1. Reduce Inflammation

Chronic systemic inflammation is your body’s misdirected immune response that can lead to high cholesterol, heart disease, type 2 diabetes, and more. A side effect of inflammation in your gastrointestinal system, or gut, is often weight gain. If you regularly drink alcohol, pop painkillers or antibiotics, eat processed foods, or have an autoimmune disease, your gut may well be inflamed.

When the gut becomes inflamed, calcium and sodium enter surrounding cells, which causes them to attract and hold water. Think of how a speck of dirt makes your eyes water. Now imagine your body drawing water into the tissue around your gut as it tries to flush toxins.

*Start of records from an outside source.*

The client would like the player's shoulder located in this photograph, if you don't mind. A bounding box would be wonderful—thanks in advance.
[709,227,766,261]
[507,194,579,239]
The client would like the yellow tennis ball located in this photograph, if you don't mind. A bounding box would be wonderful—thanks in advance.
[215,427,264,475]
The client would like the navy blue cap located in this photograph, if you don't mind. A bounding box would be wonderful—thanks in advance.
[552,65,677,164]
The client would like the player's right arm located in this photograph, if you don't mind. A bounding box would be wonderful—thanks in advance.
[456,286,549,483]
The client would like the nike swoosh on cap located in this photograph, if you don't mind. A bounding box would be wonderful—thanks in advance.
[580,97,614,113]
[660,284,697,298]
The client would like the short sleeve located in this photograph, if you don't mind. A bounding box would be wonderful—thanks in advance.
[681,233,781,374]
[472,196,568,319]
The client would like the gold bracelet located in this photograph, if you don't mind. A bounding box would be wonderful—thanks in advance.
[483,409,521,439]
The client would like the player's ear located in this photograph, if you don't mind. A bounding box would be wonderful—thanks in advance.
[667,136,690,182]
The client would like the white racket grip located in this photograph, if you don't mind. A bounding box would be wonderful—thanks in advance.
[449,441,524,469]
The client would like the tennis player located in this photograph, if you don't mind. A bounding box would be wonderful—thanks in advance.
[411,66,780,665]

“The extra water causes bloating and lowers the function of the cells’ energy centers, or mitochondria, making the body feel sluggish,” explains Elson Haas, MD, founder and director of the Preventive Medical Center of Marin in San Rafael, Calif., and author of Staying Healthy With New Medicine.

You don’t only feel heavy — you look it. Haas calls this tissue swelling and abdominal bloating “false fat.” The bulge might appear to be 10 to 25 pounds of excess fat, but it’s not “true fat” (also called adipose tissue). It’s water-logged tissue, he says, “and it’s almost never corrected by conventional weight-loss diets.”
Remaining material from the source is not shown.